Amyris plunged to a record low in May after it delayed the Sao Martinho plant and reported losses that were wider than analysts expected.

Amyris “hasn’t been clear in outlining technical hurdles that the company faces,” Pavel Molchanov, an analyst at Raymond James & Associates Inc., said in a telephone interview from Houston. “There’s a risk associated with all fermentation scale-ups.”

100 Million Liters

Sao Martinho formed the joint venture with Amyris Inc. (AMRS) in April 2010. The biotech company’s CEO John Melo has said it will eventually be able to produce 100 million liters (26.4 million gallons) of farnesene a year.

That project was delayed while Amyris focuses on its venture with Paraiso Bioenergia, Sao Martinho CEO Fabio Venturelli, who worked for Dow Chemical Co. for 22 years, said in an interview.
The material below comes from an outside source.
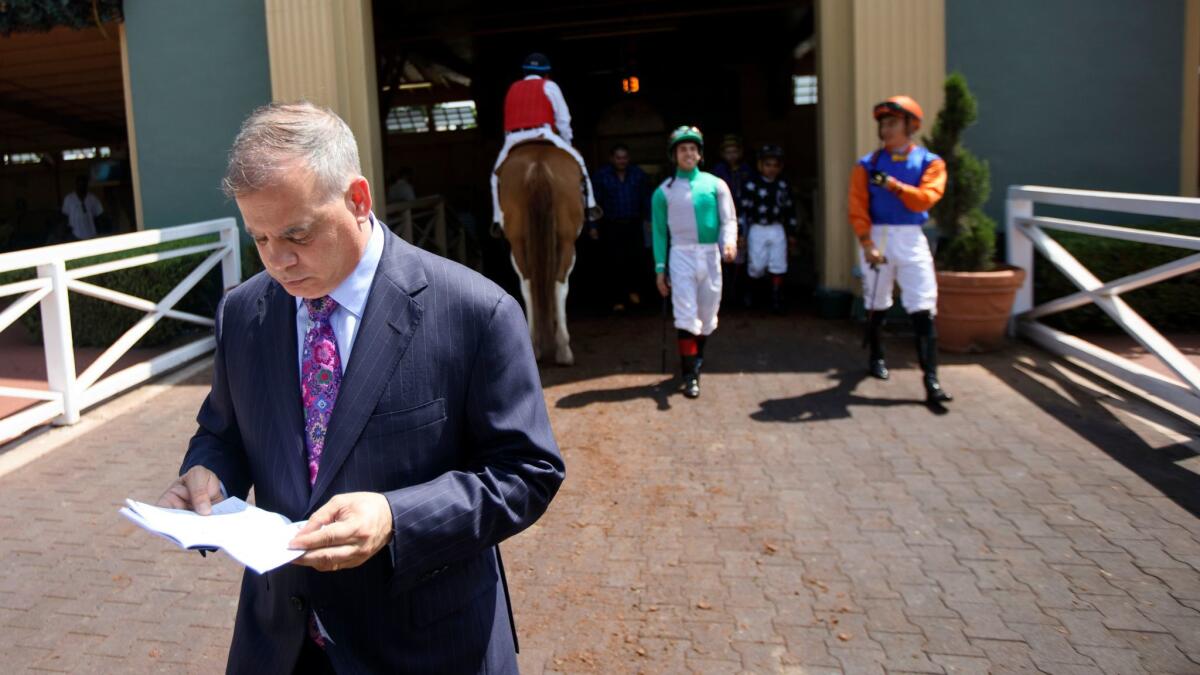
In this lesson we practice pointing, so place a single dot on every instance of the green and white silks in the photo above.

Development may resume in July and it may take 18 months to complete.

Amyris invested as much as $80 million in the Paraiso Bioenergia facility, Gaeta said.

Amyris is supplying fuel processed from farnesene to four bus fleets in Sao Paulo and one in Rio de Janeiro, Adilson Liebsch, marketing director for Amyris’s Brazil unit, said in an interview.

Solazyme, based in South San Francisco, California, expects to open a $145 million plant at Bunge’s Moema sugar-cane mill in the fourth quarter of next year that will produce 100,000 tons of its algal oil a year, Miguel Oliveira, Bunge’s executive director of global innovation, said in a telephone interview.

Solazyme expects to achieve gross margins of 30 percent or more, according to its Chief Financial Officer Tyler Painter

Palm-Kernel Oil

The algal oil contains lauric acid, which can be processed into detergents and replaces palm-kernel oil, which sells for as much as $1,800 a ton, Oliveira said. The domestic market for the oil may reach 400,000 tons a year, he said.

Other biotechnology companies including LS9 Inc., Green Biologics Ltd. and Cobalt Technologies Inc. are also planning cane-based chemical ventures in Brazil. Local petrochemical company Braskem SA (BRKM5) already produces a raw material for plastic from the crop at a facility in the southern state of Rio Grande do Sul.

Sugar-cane fields in Brazil yielded on average 79 metric tons a hectare in 2010, compared to about 70 tons in both India, the world’s second biggest producer, and in the U.S., the United Nations’ Food and Agriculture Organization said on its website.

“Brazil, with its low-cost feedstock, is at the very least a proving ground for biotechnology,” Nexant’s Slome said. “If you can’t make it with Brazil costs, you can’t make it anywhere.